My Medicated Mid-Life
There’s nothing more humbling than taking a child’s pose in yoga.
For real. I mean, taking a break in a yoga class seems like the wuss way out. But, today, I had to do just that. Take a child’s pose. My feet were cramping up something horrible during balance poses. My hamstrings stretched crankily, balking when I folded over.
FROM THIS
 
 
My eagle had landed. Pun intended.
TO THIS
In class, I was torn between feeling so much joy that I was there, at least doing what I could and crying because my body wasn’t cooperating. At moments, I felt like I was failing in a world I use to govern. A few years ago, I pushed myself, doing just a few more seconds in plank, running a few more minutes, lifting a stronger weight. Now, I’m lucky to sweat.
I relish when I sweat.
I’m ecstatic when I sweat.

I’ll repeat what I said last week:
“I try to remind myself to perform at least gentle stretching exercises every day. Living with RA and fibromyalgia make body movements critical and necessary to well-being. Taking the time for a few stretches helps the ache the next day.”

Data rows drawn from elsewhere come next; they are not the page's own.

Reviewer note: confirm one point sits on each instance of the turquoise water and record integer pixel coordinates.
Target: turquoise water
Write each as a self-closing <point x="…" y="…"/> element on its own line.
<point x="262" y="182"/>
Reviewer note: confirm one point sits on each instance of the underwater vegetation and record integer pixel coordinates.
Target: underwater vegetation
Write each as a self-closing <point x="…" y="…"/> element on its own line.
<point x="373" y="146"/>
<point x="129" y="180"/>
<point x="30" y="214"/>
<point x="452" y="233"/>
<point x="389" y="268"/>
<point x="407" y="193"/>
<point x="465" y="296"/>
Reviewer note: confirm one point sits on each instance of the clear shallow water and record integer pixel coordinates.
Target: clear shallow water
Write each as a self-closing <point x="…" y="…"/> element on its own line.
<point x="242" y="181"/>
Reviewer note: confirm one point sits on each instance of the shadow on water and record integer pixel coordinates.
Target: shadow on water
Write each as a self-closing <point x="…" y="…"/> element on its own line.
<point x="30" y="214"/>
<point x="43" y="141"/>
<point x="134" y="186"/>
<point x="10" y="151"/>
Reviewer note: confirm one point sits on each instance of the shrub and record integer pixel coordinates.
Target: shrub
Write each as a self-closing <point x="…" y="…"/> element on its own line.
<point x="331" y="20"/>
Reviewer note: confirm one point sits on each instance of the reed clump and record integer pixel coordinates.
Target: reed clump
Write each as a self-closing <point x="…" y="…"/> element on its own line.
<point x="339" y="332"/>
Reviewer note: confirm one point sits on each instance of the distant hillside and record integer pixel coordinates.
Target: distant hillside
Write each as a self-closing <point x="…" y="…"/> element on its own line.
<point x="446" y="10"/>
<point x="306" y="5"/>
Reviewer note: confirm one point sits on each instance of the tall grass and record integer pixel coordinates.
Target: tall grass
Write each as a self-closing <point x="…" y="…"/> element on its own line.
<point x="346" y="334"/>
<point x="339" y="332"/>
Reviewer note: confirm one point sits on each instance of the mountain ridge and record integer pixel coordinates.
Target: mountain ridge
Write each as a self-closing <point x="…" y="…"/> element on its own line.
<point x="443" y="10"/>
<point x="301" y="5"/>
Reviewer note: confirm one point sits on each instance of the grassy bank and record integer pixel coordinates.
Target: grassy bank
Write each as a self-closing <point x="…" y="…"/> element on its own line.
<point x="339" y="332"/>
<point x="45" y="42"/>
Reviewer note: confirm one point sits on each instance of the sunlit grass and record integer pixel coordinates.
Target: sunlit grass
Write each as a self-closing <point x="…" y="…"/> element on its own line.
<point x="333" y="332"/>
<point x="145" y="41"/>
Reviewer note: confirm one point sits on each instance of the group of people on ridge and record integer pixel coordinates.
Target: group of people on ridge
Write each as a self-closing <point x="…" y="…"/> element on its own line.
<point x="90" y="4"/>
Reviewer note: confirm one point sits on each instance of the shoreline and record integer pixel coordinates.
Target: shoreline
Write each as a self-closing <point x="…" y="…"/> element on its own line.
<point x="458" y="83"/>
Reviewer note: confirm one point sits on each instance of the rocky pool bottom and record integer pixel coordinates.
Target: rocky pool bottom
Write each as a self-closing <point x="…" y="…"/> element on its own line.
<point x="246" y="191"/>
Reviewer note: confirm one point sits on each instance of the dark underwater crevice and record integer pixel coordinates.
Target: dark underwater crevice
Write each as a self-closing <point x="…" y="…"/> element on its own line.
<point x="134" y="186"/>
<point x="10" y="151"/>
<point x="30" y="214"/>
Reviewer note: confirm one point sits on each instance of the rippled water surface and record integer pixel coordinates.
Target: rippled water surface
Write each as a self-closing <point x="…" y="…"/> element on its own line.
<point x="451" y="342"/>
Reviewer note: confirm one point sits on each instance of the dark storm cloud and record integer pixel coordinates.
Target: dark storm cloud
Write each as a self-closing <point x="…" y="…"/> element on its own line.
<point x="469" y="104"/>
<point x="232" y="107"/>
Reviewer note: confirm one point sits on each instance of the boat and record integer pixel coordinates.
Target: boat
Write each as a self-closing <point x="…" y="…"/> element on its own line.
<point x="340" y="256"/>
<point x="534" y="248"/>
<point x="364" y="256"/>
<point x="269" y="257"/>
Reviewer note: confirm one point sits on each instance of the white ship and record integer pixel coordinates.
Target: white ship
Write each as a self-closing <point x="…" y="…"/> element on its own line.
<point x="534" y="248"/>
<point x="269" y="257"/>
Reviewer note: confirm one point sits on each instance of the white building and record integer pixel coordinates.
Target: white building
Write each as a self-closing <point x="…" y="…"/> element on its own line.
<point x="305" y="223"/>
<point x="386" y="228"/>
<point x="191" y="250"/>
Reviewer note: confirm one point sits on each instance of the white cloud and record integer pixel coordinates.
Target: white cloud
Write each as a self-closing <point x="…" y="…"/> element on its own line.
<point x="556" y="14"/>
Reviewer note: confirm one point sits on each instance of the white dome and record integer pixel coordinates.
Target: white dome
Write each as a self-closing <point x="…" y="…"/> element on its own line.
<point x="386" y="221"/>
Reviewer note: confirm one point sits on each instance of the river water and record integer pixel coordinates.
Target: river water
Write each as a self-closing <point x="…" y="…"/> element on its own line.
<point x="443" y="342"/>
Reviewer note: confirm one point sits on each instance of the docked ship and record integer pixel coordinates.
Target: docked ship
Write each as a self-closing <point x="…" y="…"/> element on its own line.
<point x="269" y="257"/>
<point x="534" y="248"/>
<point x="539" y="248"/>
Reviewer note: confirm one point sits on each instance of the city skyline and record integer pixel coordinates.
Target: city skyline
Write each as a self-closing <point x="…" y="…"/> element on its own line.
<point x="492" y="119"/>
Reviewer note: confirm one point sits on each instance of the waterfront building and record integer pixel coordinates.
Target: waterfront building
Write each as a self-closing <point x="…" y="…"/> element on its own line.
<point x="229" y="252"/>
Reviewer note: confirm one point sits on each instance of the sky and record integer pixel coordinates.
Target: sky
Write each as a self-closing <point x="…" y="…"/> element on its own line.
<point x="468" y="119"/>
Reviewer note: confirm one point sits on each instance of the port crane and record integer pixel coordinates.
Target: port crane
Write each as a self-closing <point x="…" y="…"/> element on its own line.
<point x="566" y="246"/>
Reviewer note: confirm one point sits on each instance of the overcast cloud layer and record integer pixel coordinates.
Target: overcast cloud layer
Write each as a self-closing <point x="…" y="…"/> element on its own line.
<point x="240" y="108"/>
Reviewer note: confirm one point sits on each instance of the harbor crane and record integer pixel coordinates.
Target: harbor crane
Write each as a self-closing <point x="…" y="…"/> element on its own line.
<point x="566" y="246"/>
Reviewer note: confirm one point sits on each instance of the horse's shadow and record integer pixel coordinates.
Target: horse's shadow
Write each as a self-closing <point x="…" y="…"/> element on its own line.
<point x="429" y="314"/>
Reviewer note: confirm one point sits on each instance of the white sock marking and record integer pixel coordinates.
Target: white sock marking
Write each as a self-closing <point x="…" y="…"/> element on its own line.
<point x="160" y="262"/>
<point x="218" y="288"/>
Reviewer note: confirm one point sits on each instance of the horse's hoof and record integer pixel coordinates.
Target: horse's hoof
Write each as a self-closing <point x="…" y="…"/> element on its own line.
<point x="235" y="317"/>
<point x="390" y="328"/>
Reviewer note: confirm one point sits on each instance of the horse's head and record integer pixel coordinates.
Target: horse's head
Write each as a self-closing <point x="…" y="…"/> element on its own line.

Yesterday, I took the cycling class and for about 25 minutes, I made my legs push forward. I pretended I was in control again, and not the pain leading the way. So, that was probably one reason my body griped, groaned, and stiffened when I tried to stretch and take the poses.
Our bodies remind us it’s essential to keep moving.
I’m hoping that getting back into a regular routine will lessen the stiffness and soreness I now experience. For now, it’s mind over matter.
And, yes, it does matter.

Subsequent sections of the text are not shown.